Des recherches récentes sur le COVID-19 se sont concentrées sur l’impact de la maladie sur la probabilité qu’une personne développe d’autres conditions, telles que la maladie de Parkinson, cardiopathieet Diabète.

Maintenant, des chercheurs de l’Université de Milan, en Italie, ont trouvé un lien entre le dysfonctionnement thyroïdien et le COVID-19. Et un an après l’infection, les scientifiques ont découvert que les personnes atteintes de COVID-19 modéré à sévère présentaient toujours des signes de dysfonctionnement thyroïdien.

L’étude a été récemment présentée au 24 Congrès Européen d’Endocrinologie à Milan, Italie.

La thyroïde est une glande située à l’avant du cou. Il produit des hormones spécifiques qui aident à réguler diverses fonctions corporelles, notamment le métabolisme, la température corporelle, la fréquence cardiaque et la digestion.

Le dysfonctionnement thyroïdien survient lorsque quelque chose affecte la thyroïde, provoquant une diminution ou une augmentation de la production d’hormones. Il existe quatre principaux types de maladies thyroïdiennes :

  • Hyperthyroïdie se produit lorsque la thyroïde produit trop d’hormones thyroïdiennes
  • Hypothyroïdie survient lorsque la thyroïde ne produit pas assez d’hormones
  • Thyroïdite survient lorsque la thyroïde devient enflammée, ce qui entraîne une baisse de la production d’hormones
  • Thyroïdite de Hashimoto est une maladie auto-immune où les cellules du corps attaquent et endommagent la thyroïde, provoquant une baisse de la production d’hormones

Le diagnostic de dysfonctionnement thyroïdien se fait par une combinaison d’un examen physique, d’un test sanguin et d’une imagerie par un scanner thyroïdien ou ultrason. Le traitement varie selon le type de maladie thyroïdienne d’une personne et peut inclure des médicaments, des bêta-bloquants, iode radioactifet la chirurgie.

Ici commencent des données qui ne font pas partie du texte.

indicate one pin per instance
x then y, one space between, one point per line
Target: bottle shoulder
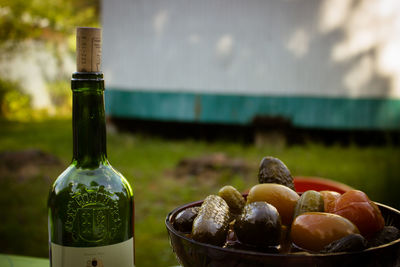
105 176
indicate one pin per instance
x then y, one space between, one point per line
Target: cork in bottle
88 49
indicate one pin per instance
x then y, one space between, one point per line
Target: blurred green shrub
14 105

Selon l’auteur principal de l’étude Dr Ilaria Müllerprofesseur adjoint en endocrinologie, Département des sciences cliniques et de la santé communautaire à l’Université de Milan, en Italie, l’objectif de l’étude était double.

L’un était de prouver que le COVID-19 affectait la fonction thyroïdienne et déclenchait une inflammation de la thyroïde, provoquant une thyroïdite.

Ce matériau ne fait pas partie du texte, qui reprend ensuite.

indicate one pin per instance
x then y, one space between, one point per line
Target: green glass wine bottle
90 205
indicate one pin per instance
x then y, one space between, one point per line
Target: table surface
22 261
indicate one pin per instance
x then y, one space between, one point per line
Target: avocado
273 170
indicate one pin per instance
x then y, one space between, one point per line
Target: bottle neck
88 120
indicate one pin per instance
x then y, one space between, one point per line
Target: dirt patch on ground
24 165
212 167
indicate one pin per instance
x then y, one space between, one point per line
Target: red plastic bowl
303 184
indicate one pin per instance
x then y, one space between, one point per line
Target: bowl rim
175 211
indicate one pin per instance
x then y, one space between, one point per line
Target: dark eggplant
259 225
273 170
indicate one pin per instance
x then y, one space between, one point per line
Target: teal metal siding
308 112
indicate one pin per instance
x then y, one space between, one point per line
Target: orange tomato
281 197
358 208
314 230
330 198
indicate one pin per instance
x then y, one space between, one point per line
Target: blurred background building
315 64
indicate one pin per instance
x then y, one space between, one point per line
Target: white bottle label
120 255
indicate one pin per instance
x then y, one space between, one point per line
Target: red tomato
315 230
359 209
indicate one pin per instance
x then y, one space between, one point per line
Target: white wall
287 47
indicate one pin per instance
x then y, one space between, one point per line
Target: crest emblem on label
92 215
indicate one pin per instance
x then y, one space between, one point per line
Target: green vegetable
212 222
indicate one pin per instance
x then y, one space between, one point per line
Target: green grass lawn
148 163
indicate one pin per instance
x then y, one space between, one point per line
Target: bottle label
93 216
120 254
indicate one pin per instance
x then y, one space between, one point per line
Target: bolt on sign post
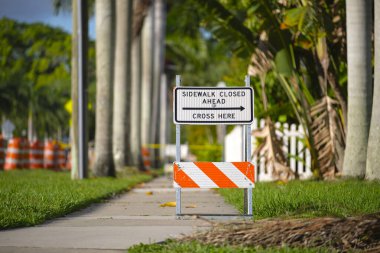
214 106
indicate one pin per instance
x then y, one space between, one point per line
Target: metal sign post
247 157
178 152
214 106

Le Dr Muller a expliqué que le COVID-19 modifie la fonction thyroïdienne à différents niveaux, notamment « le syndrome de maladie non thyroïdienne – une combinaison complexe de mécanismes adaptatifs et inadaptés induisant des altérations transitoires des tests de la fonction thyroïdienne chez les personnes gravement malades – tempête de cytokinesdes altérations de l’axe hypothalamo-hypophyso-thyroïdien, et en déclenchant une inflammation de la glande thyroïde – thyroïdite.

Le deuxième objectif des chercheurs était de corréler la fonction thyroïdienne avec plusieurs paramètres de gravité de la maladie COVID-19. « Nous avons enfin voulu suivre l’évolution du dysfonctionnement thyroïdien dans le temps, jusqu’à un an après la SRAS-CoV-2 infection, pour vérifier la présence ou l’absence de conséquences à long terme sur la fonction thyroïdienne », a-t-elle déclaré. MNT.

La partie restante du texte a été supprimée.